サイゼリヤがここまで伸びたのはもちろん安さが理由だ。人気のミラノ風ドリアはたったの300円であり、ピザやパスタも400〜500円である。
日本ではバブル期の「イタ飯ブーム」をきっかけに本格的なイタリアンが普及した。パスタといえば、それまでナポリタンやミートソースしか知らなかった日本人がブームを期に多彩なイタリア料理を楽しむようになった。しかしその後は失われた20年、30年ともいわれる不景気時代が続く。
懐が寂しいと感じる人が増える中、安くて安定したイタリア料理を楽しめるサイゼリヤは消費者のニーズにマッチしたと考えられる。

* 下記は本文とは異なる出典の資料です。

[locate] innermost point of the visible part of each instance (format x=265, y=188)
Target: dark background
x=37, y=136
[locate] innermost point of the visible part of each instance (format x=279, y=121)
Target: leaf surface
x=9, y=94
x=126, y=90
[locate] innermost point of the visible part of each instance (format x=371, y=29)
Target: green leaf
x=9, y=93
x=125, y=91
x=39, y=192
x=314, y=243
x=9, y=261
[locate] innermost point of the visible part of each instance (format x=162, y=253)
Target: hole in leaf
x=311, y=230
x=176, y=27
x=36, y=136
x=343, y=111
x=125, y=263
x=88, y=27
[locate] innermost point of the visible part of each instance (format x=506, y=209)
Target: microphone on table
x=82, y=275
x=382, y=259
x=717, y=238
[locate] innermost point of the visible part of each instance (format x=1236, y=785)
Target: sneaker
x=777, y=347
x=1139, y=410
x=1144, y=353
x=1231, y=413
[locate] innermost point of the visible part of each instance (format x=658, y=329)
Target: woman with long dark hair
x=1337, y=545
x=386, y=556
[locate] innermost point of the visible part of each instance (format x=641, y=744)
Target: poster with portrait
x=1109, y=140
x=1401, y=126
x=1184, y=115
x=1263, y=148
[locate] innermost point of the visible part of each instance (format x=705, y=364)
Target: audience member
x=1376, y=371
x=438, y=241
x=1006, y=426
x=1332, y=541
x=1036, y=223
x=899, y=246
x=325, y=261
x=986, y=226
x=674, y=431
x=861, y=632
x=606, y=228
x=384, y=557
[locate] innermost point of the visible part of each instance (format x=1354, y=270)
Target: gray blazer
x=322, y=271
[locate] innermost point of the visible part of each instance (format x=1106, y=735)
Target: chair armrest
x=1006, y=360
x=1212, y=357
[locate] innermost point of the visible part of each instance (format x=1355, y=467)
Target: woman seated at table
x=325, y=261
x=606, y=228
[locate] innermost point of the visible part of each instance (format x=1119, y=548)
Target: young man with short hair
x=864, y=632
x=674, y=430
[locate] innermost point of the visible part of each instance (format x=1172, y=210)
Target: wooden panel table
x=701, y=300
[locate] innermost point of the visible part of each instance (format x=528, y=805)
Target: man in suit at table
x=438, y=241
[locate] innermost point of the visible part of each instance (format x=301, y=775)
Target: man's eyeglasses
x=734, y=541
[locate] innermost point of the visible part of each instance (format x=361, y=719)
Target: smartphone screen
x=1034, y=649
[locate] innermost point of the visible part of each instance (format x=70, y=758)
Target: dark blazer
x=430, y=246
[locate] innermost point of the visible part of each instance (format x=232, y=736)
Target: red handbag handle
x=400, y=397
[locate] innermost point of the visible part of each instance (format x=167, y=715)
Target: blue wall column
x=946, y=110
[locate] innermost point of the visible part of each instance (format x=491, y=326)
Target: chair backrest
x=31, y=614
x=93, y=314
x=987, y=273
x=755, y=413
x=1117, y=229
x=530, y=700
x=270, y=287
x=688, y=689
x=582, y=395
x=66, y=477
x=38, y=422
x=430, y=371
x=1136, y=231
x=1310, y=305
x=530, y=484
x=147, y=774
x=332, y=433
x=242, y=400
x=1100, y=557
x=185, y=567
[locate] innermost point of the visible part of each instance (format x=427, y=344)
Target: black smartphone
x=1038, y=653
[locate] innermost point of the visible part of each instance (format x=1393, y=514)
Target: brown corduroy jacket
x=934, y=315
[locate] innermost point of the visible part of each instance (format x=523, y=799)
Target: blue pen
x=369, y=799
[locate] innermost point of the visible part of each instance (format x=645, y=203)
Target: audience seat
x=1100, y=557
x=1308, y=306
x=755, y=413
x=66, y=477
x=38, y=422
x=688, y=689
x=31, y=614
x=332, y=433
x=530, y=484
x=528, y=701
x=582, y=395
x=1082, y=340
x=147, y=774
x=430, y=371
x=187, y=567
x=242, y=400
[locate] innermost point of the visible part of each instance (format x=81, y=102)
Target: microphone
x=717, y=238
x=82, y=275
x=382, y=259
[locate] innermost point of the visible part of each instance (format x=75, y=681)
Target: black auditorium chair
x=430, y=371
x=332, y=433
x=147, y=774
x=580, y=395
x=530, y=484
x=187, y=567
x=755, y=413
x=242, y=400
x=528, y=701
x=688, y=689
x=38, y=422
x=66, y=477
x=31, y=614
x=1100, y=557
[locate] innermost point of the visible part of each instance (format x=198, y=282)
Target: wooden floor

端的にいえばバブル期にイタリアンが定着した日本の消費者に、安価なイタリア料理を提供し続けることでサイゼリヤは成長できたのである。
サイゼリヤは中国でも同じく圧倒的な安さで消費者の心をつかんだ。中国でもイタリアンチェーンとして「ピザハット」が進出していたが、サイゼリヤはそれよりも圧倒的な安さを武器に中国市場へ進出したのである。
12年当時の基準で比較すると、中国国内の一般的な外資系イタリアンの客単価が150元以上であるのに対し、ピザハットも80元とかなり安い水準だった。サイゼリヤはそれをさらに下回る30元弱(約480円)の価格設定で攻めた。洋食は中華料理よりも高いという現地の常識を打ち破ることに成功し、23年8月期第2四半期時点で上海に156店舗、広州に148店舗、北京に70店舗展開している。ちなみに飲食チェーンが海外進出する場合、FC業態をとることが多いが、サイゼリヤでは品質を安定化させるため国内外で直営主義を貫いている。